Marjane Satrapi restait l’une des voix précieuses d’un Iran rêvé, libre et démocratique. L’autrice de l’excellent Persépolis est décédée ce 4 juin 2026, à l’âge de 56 ans, plus d’un an après la disparition de Mattias Ripa, son mari et compagnon de vie.

Nous aussi, sommes infiniment tristes à Benzine. Selon un communiqué de ses proches, Marjane Satrapi serait « morte de tristesse », jamais remise de la mort de son cher et tendre. Dans Persepolis, elle s’en prenait avec force et causticité au terrible régime des Mollahs. Elle n’aura donc pas assisté à la chute de ces tyrans, qui ont survécu une fois de plus à la dernière révolution du mois de janvier et semblent même s’être renforcés avec les attaques récentes d’Israël, en collaboration avec les Etats-Unis d’un Trump peu disposé à reconnaître qu’il s’est totalement fourvoyé.

Puisse son esprit de femme libre hanter ce système mortifère jusqu’à son effondrement final et inévitable. La question est de savoir combien de temps cela prendra. On ne tue jamais le désir de liberté, on peut lui mettre des chaînes mais cela ne peut jamais durer éternellement. Et un jour peut-être, aurons-nous la chance de découvrir ce pays magnifique hérité d’une Perse millénaire, lorsque le voile noir qui le recouvre sera déchiré par les hurlements répétés de citoyens avides de liberté. Et ce, malgré la répression féroce d’un régime aux abois, qui ne fait que protéger une caste corrompue, très peu religieuse, sans autre stratégie que de se survivre à elle-même.

Née en Iran, Marjane Satrapi fut élevée dans une famille progressiste et cultivée, et grandit sous le régime du Shah puis sous la République islamique après la révolution de 1979. Adolescente, elle est envoyée seule à Vienne pour ses études, avant de revenir en Iran, puis s’installer définitivement en Europe — d’abord à Strasbourg, puis à Paris.

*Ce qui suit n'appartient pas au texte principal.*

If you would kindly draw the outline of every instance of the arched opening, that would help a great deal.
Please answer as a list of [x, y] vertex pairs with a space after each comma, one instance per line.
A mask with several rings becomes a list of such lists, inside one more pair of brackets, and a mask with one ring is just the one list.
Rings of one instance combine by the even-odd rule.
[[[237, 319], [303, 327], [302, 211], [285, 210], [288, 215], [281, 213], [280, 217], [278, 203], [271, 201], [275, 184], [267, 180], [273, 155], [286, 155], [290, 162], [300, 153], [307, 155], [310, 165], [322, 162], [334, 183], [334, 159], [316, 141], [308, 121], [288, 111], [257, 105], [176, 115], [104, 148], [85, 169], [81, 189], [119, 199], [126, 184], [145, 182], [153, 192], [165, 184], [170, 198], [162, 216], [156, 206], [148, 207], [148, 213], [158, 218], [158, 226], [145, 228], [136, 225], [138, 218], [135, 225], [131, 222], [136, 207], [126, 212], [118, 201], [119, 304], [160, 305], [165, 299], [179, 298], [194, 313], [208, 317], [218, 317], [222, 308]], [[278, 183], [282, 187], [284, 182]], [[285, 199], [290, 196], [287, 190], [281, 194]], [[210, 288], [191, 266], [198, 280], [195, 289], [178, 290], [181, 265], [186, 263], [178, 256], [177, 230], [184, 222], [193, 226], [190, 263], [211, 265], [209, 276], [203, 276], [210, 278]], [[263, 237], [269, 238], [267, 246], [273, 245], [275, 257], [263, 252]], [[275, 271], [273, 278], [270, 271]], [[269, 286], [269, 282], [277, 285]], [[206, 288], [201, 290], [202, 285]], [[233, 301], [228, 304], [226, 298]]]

C’est avec Persepolis (L’Association) qu’elle s’impose sur la scène internationale. Cette autobiographie en bande dessinée retrace son enfance et son adolescence entre Iran et Europe, sur fond de révolution islamique et de guerre Iran-Irak. Le succès est mondial : traduit dans une trentaine de langues, l’ouvrage devient une référence du genre. L’adaptation animée qu’elle coréalise avec Vincent Paronnaud en 2007 remporte le Prix du Jury à Cannes et est nommée aux Oscars.

Persepolis : chronique d’un exil iranien

Au-delà de Persepolis, elle coréalise, toujours avec Vincent Paronnaud, Poulet aux prunes (2011), film en prises de vues réelles mêlant onirisme et mélancolie, adapté de sa bande dessinée.

Voix importante de la diaspora iranienne, elle s’est exprimée régulièrement sur les droits des femmes, la liberté d’expression et la situation politique en Iran — notamment lors du mouvement Femme, Vie, Liberté à partir de 2022. Elle avait acquis la nationalité française et était devenue l’une des figures culturelles les plus connues issues du monde iranien.

C’est le moment de lire ou relire Persepolis, pour accompagner cette belle âme là où elle doit aller, dans une autre dimension peut-être, un refuge pour l’éternité pleinement mérité, d’où elle nous pourrait nous envoyer une pluie d’amour sous un sublime arc-en-ciel.